The researchers have designed and implemented a low-complexity, system-on-a-chip processor architecture, which consists of an 8051-compatible microcontroller core along with a number of peripherals, including a controller area network (CAN) controller, a universal asynchronous receiver/transmitter (UART), and an Internet communications engine (ICE) module for software development. This architecture, known as SPECIES, makes use of multiple levels of fault-tolerant techniques, including triple modular redundancy (TMR), applied in the processor internal state (flop-based state), and error detection correction codes (EDACs), based on Hamming coding, which is applied in the internal memory of the system-on-a-chip (SoC).
The built-in self-test (BIST) infrastructure of the SoC is used to test not only the internal static random access memory (SRAM), but the banked external memory as well; it implements the Nair-Abraham-Thatte test, which can detect a large number of possible faults with moderate hardware cost. An interesting aspect in the use of the internal EDACs is the ability to correct internally stored data demonstrating single errors, or detect such data with multiple errors, thus giving an indication of the processor go/no-go status.

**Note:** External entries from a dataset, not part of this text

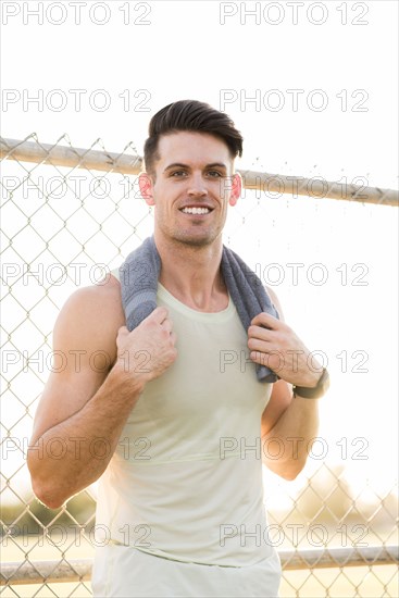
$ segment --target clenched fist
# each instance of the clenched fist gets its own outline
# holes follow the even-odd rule
[[[167,309],[159,307],[137,328],[119,329],[116,366],[144,384],[161,376],[177,357]]]

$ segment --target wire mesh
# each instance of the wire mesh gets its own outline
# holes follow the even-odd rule
[[[102,166],[101,173],[95,164],[80,167],[85,164],[80,150],[75,151],[78,160],[74,165],[57,165],[49,163],[49,146],[39,144],[35,136],[29,139],[37,144],[42,154],[40,161],[27,162],[20,158],[2,162],[2,560],[15,564],[11,578],[3,573],[1,594],[83,597],[90,596],[89,574],[80,561],[92,557],[96,544],[96,485],[73,497],[61,509],[45,508],[29,485],[25,464],[28,439],[42,386],[53,367],[51,337],[60,307],[77,287],[100,284],[110,270],[117,267],[124,257],[152,233],[153,219],[151,209],[140,199],[137,176],[114,172],[114,159],[108,171]],[[57,146],[65,144],[74,150],[66,136],[60,138]],[[93,149],[101,152],[102,159],[110,155],[100,140],[87,152]],[[133,167],[140,164],[133,144],[114,155],[127,158]],[[8,157],[11,158],[10,153]],[[389,194],[392,197],[391,191]],[[379,204],[382,202],[384,194],[379,197]],[[392,222],[392,212],[388,215],[386,210],[395,208],[294,198],[286,194],[276,197],[272,192],[247,189],[228,215],[225,242],[255,271],[261,269],[263,275],[266,271],[269,284],[279,287],[280,297],[286,295],[288,300],[296,290],[295,306],[287,301],[288,312],[300,310],[308,321],[311,313],[317,311],[316,303],[327,301],[327,295],[331,297],[338,287],[346,292],[349,306],[359,306],[359,299],[364,298],[359,295],[364,292],[364,287],[353,285],[353,281],[362,283],[366,271],[361,266],[366,266],[369,272],[374,264],[367,232],[378,219],[388,227],[386,241],[395,245],[387,224]],[[324,253],[331,239],[336,238],[333,214],[341,223],[340,232],[342,226],[349,231],[354,225],[364,231],[352,249],[351,264],[341,263],[340,256],[333,264]],[[319,231],[314,231],[313,216],[317,217]],[[347,221],[345,225],[344,221]],[[263,256],[267,256],[266,264]],[[296,285],[292,276],[287,281],[288,273],[294,274],[288,264],[294,263],[297,275],[307,272],[302,286]],[[324,265],[329,277],[335,272],[336,287],[320,284],[314,276],[315,264],[322,273],[321,265]],[[282,272],[283,281],[279,279]],[[344,284],[348,275],[352,284]],[[313,284],[310,285],[309,279]],[[389,289],[385,286],[383,292]],[[285,301],[282,302],[284,306]],[[333,315],[331,320],[334,326]],[[325,329],[322,324],[315,328],[315,342]],[[359,349],[361,345],[357,346],[360,352],[354,358],[351,349],[342,356],[347,350],[342,347],[345,345],[331,347],[332,353],[338,350],[340,356],[336,360],[336,373],[338,377],[349,373],[357,378],[364,370],[362,358],[364,361],[370,356]],[[352,359],[349,365],[348,359]],[[346,372],[342,372],[344,363]],[[332,370],[334,372],[334,366]],[[369,372],[369,382],[373,383],[371,375]],[[378,377],[373,375],[375,379]],[[348,385],[346,377],[341,387],[338,384],[337,393],[347,389],[350,394],[353,388],[357,387]],[[387,395],[378,398],[384,413],[379,423],[386,432],[390,429],[395,412],[391,390]],[[377,443],[384,443],[383,452],[375,448]],[[398,545],[395,435],[387,432],[374,437],[360,433],[349,437],[337,429],[325,429],[312,450],[306,469],[295,482],[282,481],[264,471],[270,525],[267,537],[262,541],[273,544],[285,555],[282,596],[397,596],[394,565],[397,557],[389,552],[391,545]],[[381,468],[385,469],[384,483],[378,478],[378,484],[373,484],[375,470],[373,475],[367,470],[373,451],[375,461],[379,459]],[[366,553],[365,549],[373,546],[376,550]],[[345,566],[345,557],[342,561],[342,556],[338,559],[334,551],[337,548],[348,548],[345,552],[348,565],[353,564],[353,555],[357,556],[358,566]],[[322,559],[319,564],[314,555],[312,562],[307,562],[309,549],[319,550]],[[373,564],[373,561],[381,562],[377,559],[381,549],[387,549],[387,561],[391,564]],[[362,559],[364,564],[359,565]],[[42,561],[46,560],[52,564],[45,571]],[[29,585],[17,585],[13,580],[24,566]],[[59,571],[62,566],[68,571],[65,580],[75,577],[73,583],[57,583],[63,578],[61,574],[54,582],[46,581],[51,577],[51,568]]]

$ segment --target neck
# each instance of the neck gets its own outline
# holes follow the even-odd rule
[[[225,309],[226,286],[221,276],[222,237],[212,244],[192,246],[154,234],[161,258],[159,282],[186,306],[204,312]]]

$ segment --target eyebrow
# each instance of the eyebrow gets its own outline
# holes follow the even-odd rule
[[[172,164],[166,166],[163,172],[170,171],[171,169],[177,169],[177,167],[178,169],[188,169],[188,170],[190,169],[190,166],[188,166],[187,164],[183,164],[180,162],[173,162]],[[226,164],[223,164],[223,162],[212,162],[212,164],[207,164],[205,165],[205,169],[215,169],[215,167],[224,169],[225,171],[227,170]]]

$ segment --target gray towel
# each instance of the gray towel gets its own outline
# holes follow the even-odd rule
[[[160,271],[161,259],[153,236],[148,237],[140,247],[132,251],[121,265],[122,304],[128,331],[138,326],[157,308]],[[278,312],[260,278],[237,253],[225,246],[221,271],[246,331],[251,320],[262,311],[278,317]],[[257,363],[255,370],[259,382],[273,383],[278,379],[266,365]]]

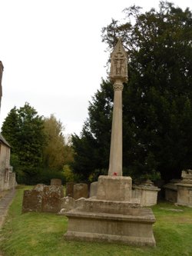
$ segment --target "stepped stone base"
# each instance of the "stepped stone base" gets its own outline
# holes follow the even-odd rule
[[[86,199],[82,207],[65,214],[68,240],[155,246],[151,209],[137,204]]]

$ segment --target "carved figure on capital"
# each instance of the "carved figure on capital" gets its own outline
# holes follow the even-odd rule
[[[127,81],[127,53],[120,39],[111,55],[110,78],[112,81],[117,78],[121,78],[122,81]]]

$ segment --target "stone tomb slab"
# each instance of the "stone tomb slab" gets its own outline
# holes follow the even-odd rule
[[[41,211],[43,192],[37,190],[25,190],[23,194],[22,213]]]
[[[131,177],[101,175],[98,178],[97,199],[131,201]]]
[[[47,186],[44,188],[42,211],[58,212],[61,210],[61,198],[64,197],[62,186]]]

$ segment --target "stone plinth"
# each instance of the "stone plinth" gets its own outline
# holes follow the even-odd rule
[[[160,188],[155,187],[153,182],[145,182],[140,185],[133,185],[133,198],[140,199],[141,206],[151,206],[157,204],[157,193]]]
[[[23,194],[22,213],[41,211],[43,192],[37,190],[25,190]]]
[[[61,198],[64,197],[62,186],[46,186],[43,190],[42,208],[45,212],[58,212],[61,210]]]
[[[65,196],[66,197],[73,197],[73,187],[76,183],[74,182],[67,182],[66,184],[66,192]]]
[[[180,182],[180,180],[173,179],[170,183],[164,185],[165,191],[165,199],[172,203],[177,203],[177,183]]]
[[[136,207],[136,205],[134,205]],[[131,203],[85,200],[82,208],[68,212],[68,240],[98,241],[136,245],[155,245],[151,209]]]
[[[97,193],[98,193],[98,181],[94,181],[94,182],[92,182],[91,183],[91,185],[90,185],[90,198],[91,197],[94,197],[97,195]]]
[[[22,213],[44,211],[58,213],[64,197],[62,186],[37,185],[32,190],[24,191]]]
[[[131,177],[101,175],[98,178],[97,199],[131,201]]]
[[[177,183],[177,204],[192,207],[192,184]]]
[[[81,198],[87,198],[88,197],[88,187],[87,184],[78,183],[73,187],[73,198],[78,199]]]

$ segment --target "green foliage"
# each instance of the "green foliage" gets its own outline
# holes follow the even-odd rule
[[[30,175],[37,173],[42,162],[42,149],[45,143],[42,117],[25,103],[14,107],[3,122],[2,133],[12,146],[11,164],[18,182],[30,182]]]
[[[71,147],[65,142],[64,128],[54,115],[44,119],[44,131],[47,144],[43,149],[43,166],[48,169],[61,171],[63,166],[73,161]]]
[[[112,20],[102,29],[108,51],[121,37],[129,58],[124,168],[136,178],[154,171],[166,181],[179,178],[182,169],[192,168],[192,13],[167,2],[157,11],[132,6],[124,13],[124,23]],[[108,168],[112,98],[111,83],[103,81],[81,136],[73,137],[74,168],[85,177]]]
[[[63,238],[68,227],[65,216],[35,212],[21,214],[23,191],[31,188],[18,187],[6,222],[0,231],[0,251],[5,256],[191,255],[191,208],[176,207],[170,203],[152,208],[156,218],[155,248],[69,241]]]

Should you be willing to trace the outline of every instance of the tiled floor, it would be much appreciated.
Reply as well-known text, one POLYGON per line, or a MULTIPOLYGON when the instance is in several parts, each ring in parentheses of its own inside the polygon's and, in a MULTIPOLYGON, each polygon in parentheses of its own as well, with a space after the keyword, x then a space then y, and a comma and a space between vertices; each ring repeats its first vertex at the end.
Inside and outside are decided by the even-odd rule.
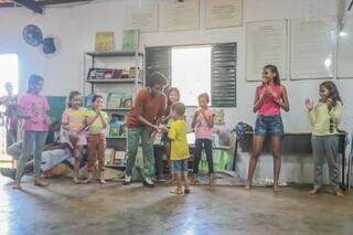
POLYGON ((353 234, 352 194, 194 186, 176 196, 164 185, 56 179, 39 189, 25 181, 23 191, 14 191, 0 178, 0 234, 353 234))

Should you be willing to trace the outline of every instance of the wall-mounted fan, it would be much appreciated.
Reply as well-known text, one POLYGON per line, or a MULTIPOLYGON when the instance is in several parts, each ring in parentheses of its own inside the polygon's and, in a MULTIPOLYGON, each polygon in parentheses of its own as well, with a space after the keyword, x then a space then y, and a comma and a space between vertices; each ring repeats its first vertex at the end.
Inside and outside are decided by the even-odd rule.
POLYGON ((42 44, 44 54, 53 54, 56 51, 54 38, 43 38, 42 30, 34 24, 26 25, 22 31, 22 35, 23 40, 32 46, 42 44))

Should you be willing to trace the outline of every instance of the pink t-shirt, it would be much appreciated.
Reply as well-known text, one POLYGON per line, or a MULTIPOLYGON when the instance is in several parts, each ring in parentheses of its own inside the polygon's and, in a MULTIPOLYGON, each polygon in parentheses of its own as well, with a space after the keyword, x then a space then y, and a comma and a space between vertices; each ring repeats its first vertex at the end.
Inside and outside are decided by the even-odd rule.
MULTIPOLYGON (((205 110, 206 117, 213 117, 215 115, 214 110, 212 108, 207 108, 205 110)), ((211 139, 212 140, 212 128, 208 127, 207 121, 205 117, 200 114, 196 118, 196 125, 195 125, 195 138, 196 139, 211 139)))
POLYGON ((50 106, 44 96, 36 96, 33 94, 25 94, 21 96, 19 106, 25 116, 31 118, 24 119, 23 129, 33 131, 49 131, 46 124, 50 106))
POLYGON ((67 108, 63 113, 62 122, 68 124, 69 130, 78 132, 85 127, 86 108, 78 109, 67 108))
MULTIPOLYGON (((259 97, 264 95, 266 85, 260 85, 256 88, 256 93, 259 97)), ((282 98, 282 86, 274 85, 269 86, 269 90, 272 93, 271 97, 267 97, 263 104, 263 106, 258 109, 257 114, 261 116, 278 116, 280 115, 280 107, 275 102, 275 98, 282 98)))

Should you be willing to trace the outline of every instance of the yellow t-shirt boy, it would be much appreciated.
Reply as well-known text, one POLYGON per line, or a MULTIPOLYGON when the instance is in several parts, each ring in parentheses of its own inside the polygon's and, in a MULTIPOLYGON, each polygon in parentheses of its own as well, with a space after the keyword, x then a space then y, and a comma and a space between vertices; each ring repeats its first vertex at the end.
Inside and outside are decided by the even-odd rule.
POLYGON ((176 119, 171 124, 168 137, 171 140, 171 160, 189 159, 189 145, 186 141, 186 121, 176 119))

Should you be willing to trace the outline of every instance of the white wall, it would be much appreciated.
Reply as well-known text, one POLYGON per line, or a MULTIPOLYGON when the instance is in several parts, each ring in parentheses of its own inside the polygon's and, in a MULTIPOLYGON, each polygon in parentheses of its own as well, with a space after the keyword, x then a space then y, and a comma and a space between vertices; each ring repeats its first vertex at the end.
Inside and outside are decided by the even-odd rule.
MULTIPOLYGON (((97 31, 114 31, 116 46, 121 46, 125 1, 96 1, 71 8, 47 8, 44 15, 36 15, 29 10, 0 9, 0 53, 14 52, 20 58, 20 90, 25 88, 25 79, 32 73, 42 74, 45 79, 46 95, 66 95, 72 89, 82 89, 83 54, 93 51, 97 31), (45 35, 60 39, 60 52, 45 56, 40 49, 29 46, 22 40, 22 29, 29 24, 39 25, 45 35)), ((272 19, 298 19, 335 14, 334 0, 244 0, 244 22, 272 19)), ((227 127, 238 121, 253 124, 252 114, 256 83, 245 82, 245 28, 205 30, 203 25, 204 2, 201 0, 201 29, 185 32, 158 32, 141 34, 141 44, 183 45, 216 42, 238 43, 237 98, 238 107, 226 109, 227 127)), ((1 66, 1 65, 0 65, 1 66)), ((260 74, 259 74, 260 76, 260 74)), ((318 98, 318 85, 322 81, 285 81, 290 97, 291 110, 284 115, 287 131, 310 131, 303 111, 307 97, 318 98)), ((336 81, 345 103, 342 127, 352 130, 353 79, 336 81)))

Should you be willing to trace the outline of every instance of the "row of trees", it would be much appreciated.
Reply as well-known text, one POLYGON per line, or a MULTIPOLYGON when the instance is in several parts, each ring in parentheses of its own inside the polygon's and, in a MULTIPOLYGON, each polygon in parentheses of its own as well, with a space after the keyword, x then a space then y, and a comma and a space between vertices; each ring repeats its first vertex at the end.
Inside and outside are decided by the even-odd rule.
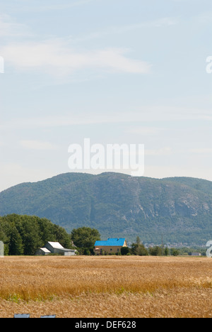
POLYGON ((71 248, 70 235, 45 218, 11 214, 0 217, 0 240, 4 243, 4 255, 35 255, 38 248, 48 241, 59 242, 71 248))
MULTIPOLYGON (((45 218, 17 214, 0 217, 0 240, 4 243, 5 255, 35 255, 36 250, 43 247, 48 241, 59 242, 66 248, 73 248, 74 243, 78 254, 93 255, 95 243, 99 240, 99 231, 89 227, 74 228, 69 234, 64 228, 45 218)), ((131 248, 122 248, 119 254, 142 256, 177 255, 179 250, 169 250, 163 246, 147 249, 137 237, 131 248)))

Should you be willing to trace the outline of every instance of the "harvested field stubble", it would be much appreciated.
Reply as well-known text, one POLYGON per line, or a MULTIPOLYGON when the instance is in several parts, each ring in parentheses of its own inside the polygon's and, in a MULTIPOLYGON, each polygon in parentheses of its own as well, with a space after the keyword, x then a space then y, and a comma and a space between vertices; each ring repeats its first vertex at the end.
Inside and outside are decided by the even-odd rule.
POLYGON ((212 260, 5 257, 0 317, 211 317, 212 260))

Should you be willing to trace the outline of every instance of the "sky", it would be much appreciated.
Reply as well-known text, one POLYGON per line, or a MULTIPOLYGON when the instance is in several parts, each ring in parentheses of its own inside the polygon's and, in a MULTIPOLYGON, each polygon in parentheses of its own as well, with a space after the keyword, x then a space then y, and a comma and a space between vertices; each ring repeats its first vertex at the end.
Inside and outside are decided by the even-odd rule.
POLYGON ((211 31, 211 0, 0 0, 0 191, 108 171, 70 169, 85 138, 212 181, 211 31))

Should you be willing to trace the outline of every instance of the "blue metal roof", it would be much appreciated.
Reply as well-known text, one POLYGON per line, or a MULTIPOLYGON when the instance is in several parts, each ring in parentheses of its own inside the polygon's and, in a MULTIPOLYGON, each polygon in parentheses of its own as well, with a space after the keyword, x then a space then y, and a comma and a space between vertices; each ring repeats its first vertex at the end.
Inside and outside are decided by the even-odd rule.
POLYGON ((108 245, 110 247, 114 247, 116 245, 123 246, 125 238, 108 238, 107 241, 95 241, 95 246, 98 245, 108 245))

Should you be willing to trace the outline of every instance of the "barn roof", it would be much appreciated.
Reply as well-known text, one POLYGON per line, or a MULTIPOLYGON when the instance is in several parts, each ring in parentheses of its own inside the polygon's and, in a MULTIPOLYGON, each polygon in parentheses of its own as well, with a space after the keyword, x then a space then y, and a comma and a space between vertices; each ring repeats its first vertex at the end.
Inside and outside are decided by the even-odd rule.
POLYGON ((124 244, 125 238, 108 238, 107 241, 95 241, 95 245, 108 245, 110 247, 115 247, 115 246, 123 246, 124 244))
POLYGON ((59 242, 48 242, 52 248, 55 248, 56 249, 64 249, 64 247, 59 243, 59 242))
POLYGON ((50 253, 51 251, 49 251, 47 248, 40 248, 41 250, 44 251, 46 253, 50 253))

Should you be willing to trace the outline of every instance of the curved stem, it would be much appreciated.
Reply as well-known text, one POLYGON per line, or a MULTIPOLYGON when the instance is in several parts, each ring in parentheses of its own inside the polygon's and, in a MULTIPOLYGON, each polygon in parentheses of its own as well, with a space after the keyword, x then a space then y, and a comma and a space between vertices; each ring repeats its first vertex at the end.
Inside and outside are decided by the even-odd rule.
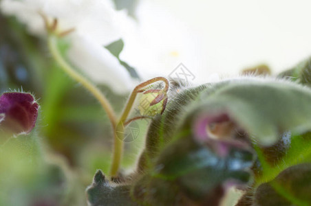
POLYGON ((48 37, 48 46, 55 60, 59 64, 63 70, 66 72, 74 80, 80 82, 86 89, 87 89, 100 103, 101 106, 106 111, 108 118, 114 130, 116 125, 116 117, 114 111, 111 104, 95 85, 78 73, 76 70, 64 60, 57 47, 57 37, 54 35, 50 35, 48 37))
POLYGON ((122 154, 123 152, 124 142, 122 140, 124 139, 124 129, 125 126, 125 122, 133 106, 133 104, 134 103, 136 95, 138 93, 144 91, 142 89, 146 87, 147 86, 158 81, 162 81, 164 82, 165 86, 163 90, 165 93, 167 93, 169 87, 169 80, 164 77, 157 77, 149 80, 136 86, 136 87, 135 87, 131 95, 129 96, 125 108, 123 111, 123 113, 122 113, 121 117, 116 124, 114 135, 114 148, 113 153, 113 159, 111 163, 111 168, 110 168, 111 176, 117 175, 118 171, 119 170, 122 154))

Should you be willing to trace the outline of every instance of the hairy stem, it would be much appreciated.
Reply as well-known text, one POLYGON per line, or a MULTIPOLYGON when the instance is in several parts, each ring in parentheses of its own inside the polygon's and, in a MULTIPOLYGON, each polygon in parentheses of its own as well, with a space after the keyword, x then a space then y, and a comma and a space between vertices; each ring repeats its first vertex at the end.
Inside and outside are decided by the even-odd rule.
POLYGON ((123 153, 124 142, 122 140, 124 139, 124 129, 125 126, 126 126, 126 120, 127 119, 127 117, 129 116, 129 113, 131 112, 131 108, 133 107, 133 104, 134 103, 135 99, 136 98, 136 95, 138 93, 142 92, 142 89, 144 89, 147 86, 158 81, 162 81, 164 82, 165 86, 164 88, 164 91, 167 93, 169 90, 169 80, 163 77, 157 77, 138 85, 136 87, 135 87, 131 95, 129 96, 129 98, 127 100, 127 104, 125 106, 125 108, 122 113, 121 117, 118 121, 116 127, 114 135, 114 148, 111 167, 110 168, 111 176, 116 176, 118 174, 118 171, 120 168, 122 155, 123 153))

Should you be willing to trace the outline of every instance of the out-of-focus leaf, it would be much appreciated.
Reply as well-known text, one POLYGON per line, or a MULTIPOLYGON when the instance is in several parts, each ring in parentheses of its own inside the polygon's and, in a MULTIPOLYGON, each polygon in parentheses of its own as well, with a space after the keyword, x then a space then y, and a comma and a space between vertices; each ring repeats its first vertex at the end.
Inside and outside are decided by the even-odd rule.
POLYGON ((246 185, 251 180, 253 156, 250 150, 231 146, 219 157, 208 145, 185 137, 168 146, 150 174, 132 188, 131 195, 151 205, 216 205, 233 185, 246 185))
POLYGON ((95 174, 92 185, 87 189, 89 205, 138 205, 129 196, 129 185, 111 185, 100 170, 95 174))
POLYGON ((39 147, 34 132, 1 146, 0 205, 61 205, 68 186, 65 174, 45 161, 39 147))
POLYGON ((311 129, 309 89, 263 78, 222 84, 203 93, 202 103, 192 112, 193 117, 226 113, 250 137, 266 146, 275 144, 281 133, 290 130, 296 135, 311 129))
MULTIPOLYGON (((259 159, 263 171, 256 178, 257 185, 272 181, 281 172, 290 166, 311 163, 311 133, 285 138, 287 146, 281 148, 277 148, 278 145, 275 146, 270 151, 271 154, 267 154, 265 148, 258 148, 260 151, 257 151, 257 154, 259 157, 262 156, 259 159), (280 155, 281 151, 283 154, 280 155)), ((284 137, 282 137, 281 139, 283 139, 284 137)))
POLYGON ((289 78, 302 84, 311 86, 311 58, 298 64, 292 69, 279 74, 279 77, 289 78))
POLYGON ((310 205, 311 164, 285 170, 273 181, 261 185, 254 197, 254 205, 310 205))

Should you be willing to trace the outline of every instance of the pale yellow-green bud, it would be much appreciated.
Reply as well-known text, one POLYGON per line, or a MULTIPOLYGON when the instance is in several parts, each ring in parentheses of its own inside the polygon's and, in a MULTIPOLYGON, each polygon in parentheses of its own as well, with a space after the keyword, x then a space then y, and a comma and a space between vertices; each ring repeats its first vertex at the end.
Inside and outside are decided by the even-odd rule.
POLYGON ((142 116, 153 117, 164 111, 167 102, 167 96, 162 91, 147 91, 139 100, 138 110, 142 116))

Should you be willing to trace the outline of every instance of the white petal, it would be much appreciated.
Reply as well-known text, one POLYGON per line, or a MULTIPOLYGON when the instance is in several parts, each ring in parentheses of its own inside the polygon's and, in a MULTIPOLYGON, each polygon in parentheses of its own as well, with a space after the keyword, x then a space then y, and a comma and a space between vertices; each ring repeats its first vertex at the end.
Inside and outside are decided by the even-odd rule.
POLYGON ((73 37, 68 58, 92 80, 111 87, 116 93, 128 93, 136 84, 118 60, 92 39, 73 37))

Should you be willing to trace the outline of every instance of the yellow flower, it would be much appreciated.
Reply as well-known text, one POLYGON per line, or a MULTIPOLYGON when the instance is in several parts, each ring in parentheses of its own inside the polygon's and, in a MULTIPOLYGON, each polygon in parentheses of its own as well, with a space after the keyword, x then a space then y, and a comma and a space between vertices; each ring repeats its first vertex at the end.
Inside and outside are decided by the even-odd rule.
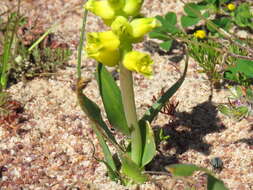
POLYGON ((233 3, 229 3, 229 4, 227 5, 227 8, 228 8, 228 10, 230 10, 230 11, 234 11, 234 10, 235 10, 235 5, 234 5, 233 3))
MULTIPOLYGON (((128 20, 123 16, 118 16, 111 25, 112 31, 120 37, 129 37, 132 27, 128 20)), ((124 39, 125 40, 125 39, 124 39)))
POLYGON ((138 51, 128 52, 123 58, 123 65, 130 71, 135 71, 143 74, 144 76, 152 75, 153 60, 146 53, 138 51))
POLYGON ((87 33, 86 39, 88 57, 110 67, 118 64, 120 41, 112 31, 87 33))
POLYGON ((197 30, 194 32, 194 36, 199 39, 204 39, 206 37, 206 31, 205 30, 197 30))
POLYGON ((132 36, 134 38, 142 38, 152 29, 161 26, 160 22, 155 18, 137 18, 130 25, 132 26, 132 36))
POLYGON ((143 0, 126 0, 123 11, 128 16, 136 16, 139 14, 143 0))

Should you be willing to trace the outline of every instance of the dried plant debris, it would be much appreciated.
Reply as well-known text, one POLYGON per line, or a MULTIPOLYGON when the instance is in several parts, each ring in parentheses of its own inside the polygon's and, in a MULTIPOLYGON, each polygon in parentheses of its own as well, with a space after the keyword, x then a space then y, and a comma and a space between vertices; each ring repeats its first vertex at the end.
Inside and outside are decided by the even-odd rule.
POLYGON ((23 115, 24 108, 22 104, 9 98, 3 92, 1 92, 0 97, 0 127, 11 133, 19 133, 21 123, 26 120, 23 115))
MULTIPOLYGON (((70 59, 72 52, 69 45, 53 33, 49 33, 38 45, 29 50, 45 34, 46 30, 43 27, 45 24, 38 18, 20 19, 11 52, 10 84, 37 76, 51 76, 57 69, 64 68, 70 59)), ((7 32, 7 28, 1 28, 0 33, 5 35, 7 32)))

Finally, the authors have prototyped the architecture in a field-programmable gate array (FPGA), and are using the system for code development.
Overall, this brief and extremely relevant contribution discusses a fault-tolerant SoC architecture for mission-critical systems (such as on-board computers on space vehicles). The paper does contribute to our understanding of digital techniques for harsh environments; however, I would have liked to see some performance data, perhaps from SEU-simulated fault-injection experiments.